CVE-2025-4222: 
WordPress vulnerability analysis and mitigation

The Database Toolset plugin for WordPress is vulnerable to Sensitive Information Exposure in versions up to and including 1.8.4. The vulnerability was disclosed on May 2, 2025, and is tracked as CVE-2025-4222. The issue stems from backup files being stored in a publicly accessible location, which allows unauthenticated attackers to potentially access sensitive database backup data (NVD CVE, Wiz Report).

The vulnerability has been assigned a CVSS v3.1 score of 5.9 (Medium) with the vector string CVSS:3.1/AV:N/AC:H/PR:N/UI:N/S:U/C:H/I:N/A:N. This indicates that while the vulnerability can be exploited remotely (AV:N) and requires no privileges (PR:N) or user interaction (UI:N), it does have high attack complexity (AC:H). The impact is limited to confidentiality (C:H), with no impact on integrity or availability.
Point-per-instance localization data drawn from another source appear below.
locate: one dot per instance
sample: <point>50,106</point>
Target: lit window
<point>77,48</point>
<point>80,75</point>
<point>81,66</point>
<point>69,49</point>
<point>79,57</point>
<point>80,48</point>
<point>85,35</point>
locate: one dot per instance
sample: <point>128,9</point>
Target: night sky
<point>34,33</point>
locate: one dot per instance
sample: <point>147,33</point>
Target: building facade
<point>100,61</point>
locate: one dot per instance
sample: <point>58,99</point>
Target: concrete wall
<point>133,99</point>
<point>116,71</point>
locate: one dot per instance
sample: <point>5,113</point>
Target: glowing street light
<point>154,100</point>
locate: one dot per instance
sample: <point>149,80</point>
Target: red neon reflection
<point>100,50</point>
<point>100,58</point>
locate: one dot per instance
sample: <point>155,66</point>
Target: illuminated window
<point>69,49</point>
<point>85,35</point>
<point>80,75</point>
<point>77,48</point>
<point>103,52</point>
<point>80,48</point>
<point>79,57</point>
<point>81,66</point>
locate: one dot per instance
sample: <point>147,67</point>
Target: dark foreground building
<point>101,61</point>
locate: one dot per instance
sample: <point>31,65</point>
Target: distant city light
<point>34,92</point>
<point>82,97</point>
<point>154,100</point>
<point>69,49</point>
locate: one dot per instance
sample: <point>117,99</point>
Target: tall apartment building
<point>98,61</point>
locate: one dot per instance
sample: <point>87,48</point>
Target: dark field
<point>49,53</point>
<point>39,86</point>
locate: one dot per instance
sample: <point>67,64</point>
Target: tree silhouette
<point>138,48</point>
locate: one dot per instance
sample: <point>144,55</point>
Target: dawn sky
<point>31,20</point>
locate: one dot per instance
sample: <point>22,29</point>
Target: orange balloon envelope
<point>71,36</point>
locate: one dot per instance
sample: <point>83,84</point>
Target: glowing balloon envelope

An index file is present, requiring successful brute force attempts to compromise data (NVD CVE).

If successfully exploited, attackers could gain unauthorized access to sensitive database backup files. These backups potentially contain confidential information such as user data, configuration settings, and other critical database contents. While the presence of an index file provides some protection, successful brute force attempts could lead to data exposure (Wiz Report).

Website administrators running the Database Toolset plugin should immediately update to a version newer than 1.8.4 if available. In the interim, it is recommended to implement additional access controls or restrictions on the backup file directory to prevent unauthorized access (Wiz Report).